Neurolymphomatosis of the median nerve, optic nerve, L4 spinal nerve root and cauda equina in patients with B-cell malignancies: a case series
- PMID: 33766128
- PMCID: PMC7995761
- DOI: 10.1186/s13256-021-02714-8
Neurolymphomatosis of the median nerve, optic nerve, L4 spinal nerve root and cauda equina in patients with B-cell malignancies: a case series
Abstract
Background: Neurolymphomatosis is rare. Neoplastic lymphocytes are seen to invade nerves (cranial or peripheral), nerve roots or other related structures in patients with hematological malignancy. It is a separate entity from central nervous system lymphoma. Neurolymphomatosis has most commonly been described in association with B-cell non-Hodgkin lymphoma. Neurolymphomatosis in the context of Burkitt lymphoma and the post-renal transplant setting has not been described before.

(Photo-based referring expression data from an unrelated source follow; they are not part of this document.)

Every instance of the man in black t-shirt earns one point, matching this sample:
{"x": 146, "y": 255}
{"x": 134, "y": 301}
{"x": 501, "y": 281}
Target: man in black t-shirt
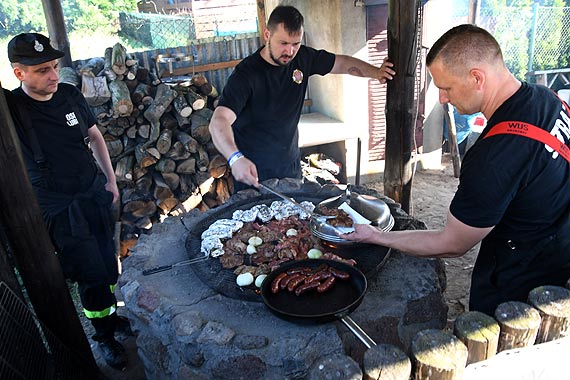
{"x": 255, "y": 123}
{"x": 53, "y": 122}
{"x": 514, "y": 190}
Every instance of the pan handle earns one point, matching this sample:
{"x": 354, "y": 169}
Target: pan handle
{"x": 356, "y": 330}
{"x": 146, "y": 272}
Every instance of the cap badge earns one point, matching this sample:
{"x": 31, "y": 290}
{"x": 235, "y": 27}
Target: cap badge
{"x": 38, "y": 47}
{"x": 297, "y": 76}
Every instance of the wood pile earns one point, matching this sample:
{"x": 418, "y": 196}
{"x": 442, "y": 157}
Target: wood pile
{"x": 157, "y": 136}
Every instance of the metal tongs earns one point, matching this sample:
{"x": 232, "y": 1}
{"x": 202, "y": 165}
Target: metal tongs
{"x": 319, "y": 219}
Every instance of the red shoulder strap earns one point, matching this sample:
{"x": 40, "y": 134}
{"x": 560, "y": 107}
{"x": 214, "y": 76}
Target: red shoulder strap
{"x": 531, "y": 131}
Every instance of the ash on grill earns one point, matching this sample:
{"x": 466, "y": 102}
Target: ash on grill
{"x": 321, "y": 168}
{"x": 281, "y": 233}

Case reports: We report for the first time in the Arabian Gulf countries and nearby Arab states four cases of neurolymphomatosis (one Asian, and the other 3 are from Arabic nationals) occurring between 2012 and 2017 involving the median nerve, optic nerve, nerve root and cauda equina in patients with Burkitt lymphoma, Philadelphia chromosome-positive B-cell acute lymphoblastic leukemia and diffuse large B-cell lymphoma.

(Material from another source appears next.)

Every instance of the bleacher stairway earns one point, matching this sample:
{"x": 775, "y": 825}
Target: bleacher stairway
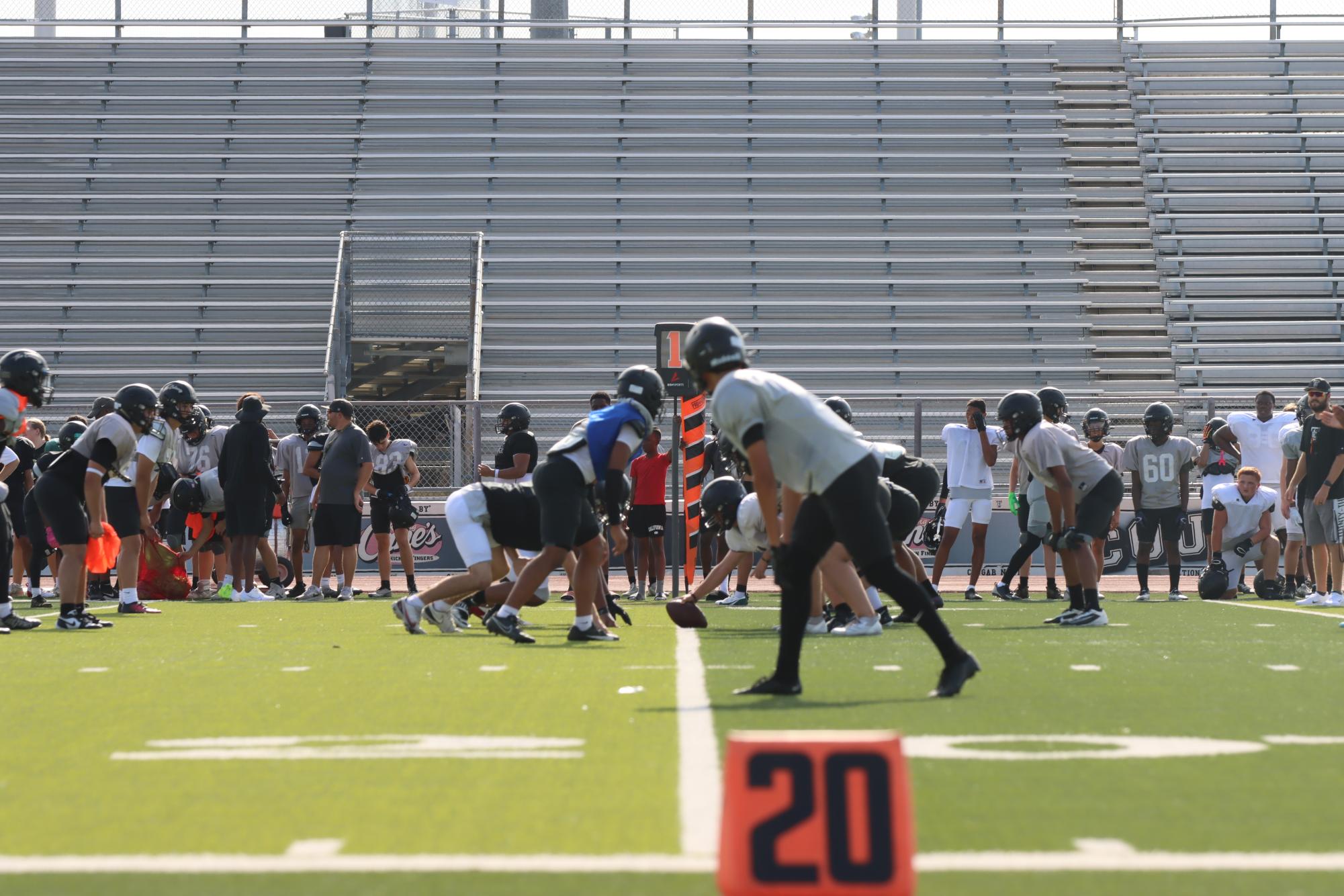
{"x": 921, "y": 218}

Conclusions: Neurolymphomatosis is rare and can be difficult to diagnose by biopsy but reliably confirmed by a combined imaging approach. Prior treatment with high-dose dexamethasone might suppress 18F-fluorodeoxyglucose (FDG) activity and decrease the sensitivity of positron emission tomography/computed tomography (PET/CT). The prognosis is generally poor but using high-dose methotrexate as well as high-dose chemotherapy and autologous stem cell transplantation may be an effective way to treat neurolymphomatosis.
Keywords: B cell-acute lymphoblastic leukemia (b-ALL); Burkitt lymphoma; Cauda equina syndrome; Diffuse large B-cell lymphoma; L4 spinal nerve root; Median nerve palsy; Neurolymphomatosis; Optic nerve lesion; Post-transplant lymphoproliferative disorder (PTLD); Renal transplant.
Conflict of interest statement
None of the authors have any competing interests relating to this article.